Given that there should be no reason for Thomas to return next year the Saints should have two options to consider, both resulting in a June 1 designation. I guess the first option is to discuss with Thomas if he wants to continue his NFL career or opt for retirement.  Given the number of injuries it is possible that he may want to step away from the game.  If that was the case the Saints would reduce his 2023 salary to the minimum ($1.165 million) which in turn would reduce his salary cap number from $28.26 million to $12.978 million, a savings of over $15 million. They would then carry Thomas as an active member of the roster until June 2nd at which point he would be placed on the retired list. His salary cap number would drop down to $11.813 million and the team would defer $13.639 million in dead money to 2024.

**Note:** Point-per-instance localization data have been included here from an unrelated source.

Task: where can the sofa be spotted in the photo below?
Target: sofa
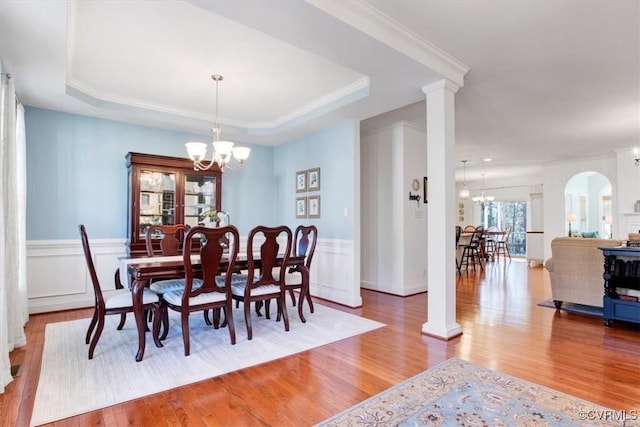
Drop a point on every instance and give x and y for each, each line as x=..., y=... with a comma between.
x=575, y=270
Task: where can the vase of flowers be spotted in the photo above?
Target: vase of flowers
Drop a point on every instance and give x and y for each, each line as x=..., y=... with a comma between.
x=209, y=218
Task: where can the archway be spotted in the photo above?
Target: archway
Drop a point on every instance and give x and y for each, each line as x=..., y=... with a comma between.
x=588, y=205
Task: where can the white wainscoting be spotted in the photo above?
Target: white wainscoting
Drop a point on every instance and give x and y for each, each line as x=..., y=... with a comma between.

The second option deals with cutting Thomas. This would work the same as the option above except they would need to modify the 2023 salary prior to the end of the year. Given that Thomas may be eligible for the CBA injury protection benefit which is $2.05 million in 2023, I would assume that he would want a P5 that is equal to that number for 2023 to protect his eligibility to collect that if the injury does in fact end his career. Thomas, I believe, is also eligible for a 17th game check this year worth $902,000 which he would forfeit if he did this renegotiation so they would need to include that as a signing bonus in a new deal which would increase his 2022 cap number by about $180K.

Under this scenario Thomas’ cap number in 2023 would likely be $14.04 million and they could then designate him a post June 1 release. They would carry Thomas at that cap number until June 1 and on June 2nd it would reduce to $11.993 million (it would subsequently increase to $13.223 million if he did file for the injury protection benefit). The team would defer $14.36 million in dead money to 2024 in this case. If the Saints do not modify his contract before the end of this season then this option will no longer exist.

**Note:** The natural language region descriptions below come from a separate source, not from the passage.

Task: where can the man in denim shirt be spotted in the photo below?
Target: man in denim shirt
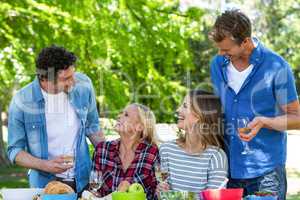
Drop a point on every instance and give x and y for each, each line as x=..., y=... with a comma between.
x=255, y=83
x=51, y=117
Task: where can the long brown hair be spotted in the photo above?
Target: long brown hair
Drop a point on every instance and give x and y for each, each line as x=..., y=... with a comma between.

FWIW the team could also in the retirement scenario pay Thomas the injury protection money as a signing bonus. If they did that it would increase the 2023 dead money by $410,000 and the 2024 dead money by $1.64 million.

In the rare event that the team did want Thomas to return they would have to negotiate a pay cut with incentives that could make up some of the difference. Since Thomas basically did not play this year they can easily move money off the cap for 2023 by using per game playtime bonuses in lieu of salary since Thomas only played in three games in 2022. Given how few games he has played it would probably be best to just move on but this possibility could exist.

The Saints have to use one of these options with Thomas since the alternative, an immediate hit of $25.452 million in dead money, would be a disaster given their 2023 salary cap commitments. Likewise keeping him at his current salary for 2023 and doing another salary conversion for cap relief would also serve no purpose.